Confcommercio, è allarme attività: in dieci anni spariti centomila negozi dalle città italiane

Tra il 2012 e il 2022 sono sparite, complessivamente, oltre 99mila attività di commercio al dettaglio e 16mila imprese di commercio ambulante; in crescita alberghi, bar e ristoranti (+10.275); nello stesso periodo, cresce la presenza straniera nel commercio, sia come numero di imprese (+44mila), sia come occupati (+107mila) e si riducono le attività e gli occupati italiani (rispettivamente -138mila e -148mila). “La desertificazione commerciale non riguarda solo le imprese, ma la società nel suo complesso perché significa meno servizi, vivibilità e sicurezza – ha commentato il presidente di Confcommercio Carlo Sangalli -. Occorre accelerare la riqualificazione urbana con un utilizzo più ampio e selettivo dei fondi europei del Pnrr e il coinvolgimento delle parti sociali”.

Concentrando l’analisi sulle 120 città medio-grandi, la riduzione di attività commerciali e la crescita dell’offerta turistica risultano più accentuate nei centri storici rispetto al resto del comune, con il Sud caratterizzato da una maggiore vivacità commerciale rispetto al Centro-Nord. Cambia anche il tessuto commerciale all’interno dei centri storici con sempre meno negozi di beni tradizionali (libri e giocattoli -31,5%, mobili e ferramenta -30,5%, abbigliamento -21,8%) e sempre più servizi e tecnologia (farmacie +12,6%, computer e telefonia +10,8%), attività di alloggio (+43,3%) e ristorazione (+4%).

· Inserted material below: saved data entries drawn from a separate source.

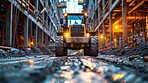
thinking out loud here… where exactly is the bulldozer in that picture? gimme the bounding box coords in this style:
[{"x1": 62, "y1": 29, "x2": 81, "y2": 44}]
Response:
[{"x1": 56, "y1": 13, "x2": 98, "y2": 56}]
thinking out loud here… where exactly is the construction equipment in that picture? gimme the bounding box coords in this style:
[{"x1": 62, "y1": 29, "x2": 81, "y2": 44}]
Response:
[{"x1": 56, "y1": 13, "x2": 98, "y2": 56}]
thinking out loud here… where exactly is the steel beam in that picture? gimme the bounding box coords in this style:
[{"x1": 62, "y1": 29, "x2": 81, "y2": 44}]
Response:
[
  {"x1": 24, "y1": 16, "x2": 29, "y2": 49},
  {"x1": 114, "y1": 0, "x2": 145, "y2": 25},
  {"x1": 109, "y1": 0, "x2": 113, "y2": 42},
  {"x1": 34, "y1": 26, "x2": 38, "y2": 47},
  {"x1": 41, "y1": 30, "x2": 44, "y2": 46},
  {"x1": 95, "y1": 0, "x2": 120, "y2": 31},
  {"x1": 41, "y1": 12, "x2": 44, "y2": 46},
  {"x1": 122, "y1": 0, "x2": 127, "y2": 40},
  {"x1": 45, "y1": 34, "x2": 48, "y2": 48},
  {"x1": 102, "y1": 0, "x2": 105, "y2": 46},
  {"x1": 6, "y1": 2, "x2": 13, "y2": 47},
  {"x1": 34, "y1": 0, "x2": 38, "y2": 47}
]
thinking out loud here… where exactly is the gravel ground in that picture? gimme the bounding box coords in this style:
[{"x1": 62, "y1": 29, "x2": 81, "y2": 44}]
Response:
[
  {"x1": 0, "y1": 55, "x2": 147, "y2": 83},
  {"x1": 0, "y1": 47, "x2": 53, "y2": 58},
  {"x1": 100, "y1": 43, "x2": 148, "y2": 61}
]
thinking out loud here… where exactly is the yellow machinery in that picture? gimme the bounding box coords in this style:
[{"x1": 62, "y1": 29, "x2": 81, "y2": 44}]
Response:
[{"x1": 56, "y1": 13, "x2": 98, "y2": 56}]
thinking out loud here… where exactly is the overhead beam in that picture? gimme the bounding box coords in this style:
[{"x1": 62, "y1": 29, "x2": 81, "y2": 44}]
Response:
[
  {"x1": 95, "y1": 0, "x2": 120, "y2": 31},
  {"x1": 113, "y1": 0, "x2": 145, "y2": 25}
]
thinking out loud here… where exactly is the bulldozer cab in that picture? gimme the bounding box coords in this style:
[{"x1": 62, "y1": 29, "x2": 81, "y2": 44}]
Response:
[
  {"x1": 63, "y1": 13, "x2": 88, "y2": 37},
  {"x1": 66, "y1": 13, "x2": 86, "y2": 27}
]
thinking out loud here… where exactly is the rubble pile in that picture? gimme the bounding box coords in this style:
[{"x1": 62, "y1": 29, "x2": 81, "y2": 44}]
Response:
[
  {"x1": 0, "y1": 47, "x2": 53, "y2": 58},
  {"x1": 100, "y1": 42, "x2": 148, "y2": 56},
  {"x1": 39, "y1": 47, "x2": 53, "y2": 55}
]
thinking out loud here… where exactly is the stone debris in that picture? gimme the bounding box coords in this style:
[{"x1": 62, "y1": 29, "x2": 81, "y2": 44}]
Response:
[
  {"x1": 0, "y1": 46, "x2": 53, "y2": 58},
  {"x1": 0, "y1": 56, "x2": 147, "y2": 83},
  {"x1": 100, "y1": 43, "x2": 148, "y2": 62}
]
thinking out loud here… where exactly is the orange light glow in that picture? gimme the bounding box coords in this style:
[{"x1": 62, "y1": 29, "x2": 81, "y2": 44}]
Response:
[
  {"x1": 100, "y1": 36, "x2": 103, "y2": 39},
  {"x1": 64, "y1": 13, "x2": 68, "y2": 17},
  {"x1": 28, "y1": 59, "x2": 34, "y2": 63},
  {"x1": 31, "y1": 42, "x2": 34, "y2": 45},
  {"x1": 115, "y1": 26, "x2": 119, "y2": 29},
  {"x1": 84, "y1": 13, "x2": 88, "y2": 16},
  {"x1": 65, "y1": 33, "x2": 69, "y2": 37},
  {"x1": 113, "y1": 74, "x2": 124, "y2": 81},
  {"x1": 29, "y1": 64, "x2": 34, "y2": 67},
  {"x1": 86, "y1": 33, "x2": 90, "y2": 37}
]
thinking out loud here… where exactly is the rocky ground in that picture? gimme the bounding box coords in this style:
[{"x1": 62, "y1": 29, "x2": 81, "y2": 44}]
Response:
[
  {"x1": 100, "y1": 43, "x2": 148, "y2": 56},
  {"x1": 0, "y1": 43, "x2": 148, "y2": 83},
  {"x1": 0, "y1": 47, "x2": 53, "y2": 58},
  {"x1": 0, "y1": 56, "x2": 147, "y2": 83},
  {"x1": 99, "y1": 43, "x2": 148, "y2": 62}
]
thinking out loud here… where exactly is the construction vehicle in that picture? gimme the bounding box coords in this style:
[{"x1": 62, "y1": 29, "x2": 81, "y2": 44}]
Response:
[{"x1": 56, "y1": 13, "x2": 98, "y2": 56}]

La modificazione e la riduzione dei livelli di servizio offerto dai negozi in sede fissa confina con il rischio di desertificazione commerciale delle nostre città dove, negli ultimi 10 anni, la densità commerciale è passata da 9 a 7,3 negozi per mille abitanti (un calo di quasi il 20%). Per evitare gli effetti più gravi di questo fenomeno, per il commercio di prossimità non c’è altra strada che puntare su efficienza e produttività anche attraverso una maggiore innovazione e una ridefinizione dell’offerta. E rimane fondamentale l’omnicanalità, cioè l’utilizzo anche del canale online che ha avuto una crescita esponenziale negli ultimi anni, con le vendite passate da 16,6 miliardi nel 2015 a 48,1miliardi nel 2022. Elemento, questo, che ha contribuito maggiormente alla desertificazione commerciale ma che rimane comunque un’opportunità per il commercio “fisico” tradizionale.